Titi Eko menyampaikan saat ini peran perempuan dalam forum-forum musyawarah dan penyusunan kebijakan lebih di titik-beratkan pada bagian administratif atau hanya melibatkan sedikit perempuan yang suaranya kalah dari mayoritas. Padahal isu-isu seperti kekerasan terhadap perempuan dan anak, dan kesehatan reproduksi sangat membutuhkan perspektif pengalaman khas perempuan itu sendiri agar implementasinya tepat sasaran.
“Di antara masalah dan tantangan tersebut, Indonesia memiliki modalitas kebijakan, penganggaran, dan implementasi yang menunjukkan beberapa kemajuan. Diluncurkannya inisiatif Desa Ramah Perempuan dan Peduli Anak (DRPPA), disahkannya Undang-undang Nomor 12 Tahun 2022 tentang Tindak Pidana Kekerasan Seksual dan penganggaran responsif gender, merupakan sebagian kecil upaya pemerintah untuk mengakomodasi kebutuhan kelompok rentan. Meski begitu, upaya-upaya peningkatan partisipasi dan akomodasi masukan dari kelompok rentan masih harus senantiasa dilaksanakan agar program dan kebijakan yang inklusif bisa masuk ke seluruh sektor pembangunan,” ungkap Titi Eko.
Titi Eko menyampaikan 9 (sembilan) agenda yang dibahas dalam Munas Perempuan pada 26-27 Maret 2024 akan didokumentasikan dan dipresentasikan pada acara puncak 20 April 2024 mendatang di Badung, Bali. Nantinya rekomendasi kebijakan akan disebarluaskan kepada Kementerian/Lembaga sebagai pembelajaran tentang partisipasi bermakna perempuan, disabilitas, dan kelompok rentan lainnya. Harapannya rekomendasi tersebut dapat dijadikan masukan dokumen teknokratis Rencana Pembangunan Jangka Menengah Nasional (RPJMN) 2025-2029 dan diturunkan menjadi Rencana Strategis (Renstra) Kementerian/Lembaga.

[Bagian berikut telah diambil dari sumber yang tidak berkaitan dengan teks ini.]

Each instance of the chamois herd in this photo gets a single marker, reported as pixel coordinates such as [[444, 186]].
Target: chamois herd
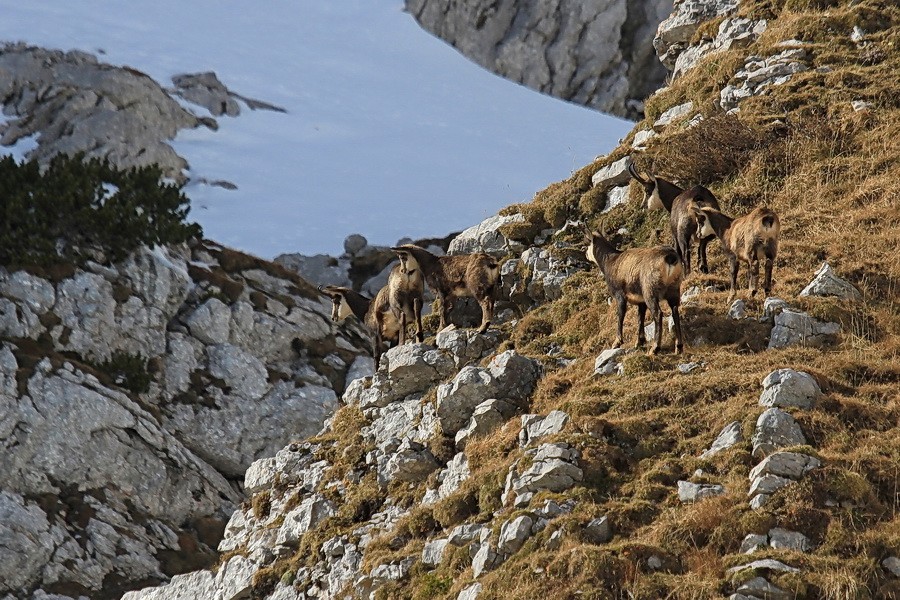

Lebih lanjut, Titi Eko menyampaikan jajaran Kemen PPPA dan mitra-mitra kerja akan terus mengawal 9 (sembilan) agenda tersebut sampai pada proses akhir penetapan RPJMN dan Renstra Kementerian/Lembaga.
Dari hasil diskusi yang dilaksanakan, terdapat beberapa usulan terkait isu kesehatan perempuan, yakni pentingnya memperluas layanan kesehatan reproduksi dan memberikan pendidikan hak kesehatan seksual reproduksi (HKSR) sejak dini di lembaga pendidikan. Untuk mendukung hal tersebut, penting melaksanakan pemerataan layanan kesehatan dengan jumlah tenaga kesehatan yang sesuai, dan dilengkapi dengan akses pengecekan infeksi menular seksual. Selain itu, layanan kesehatan di desa (Poskesdes) diharapkan bisa terintegrasi dengan layanan BPJS.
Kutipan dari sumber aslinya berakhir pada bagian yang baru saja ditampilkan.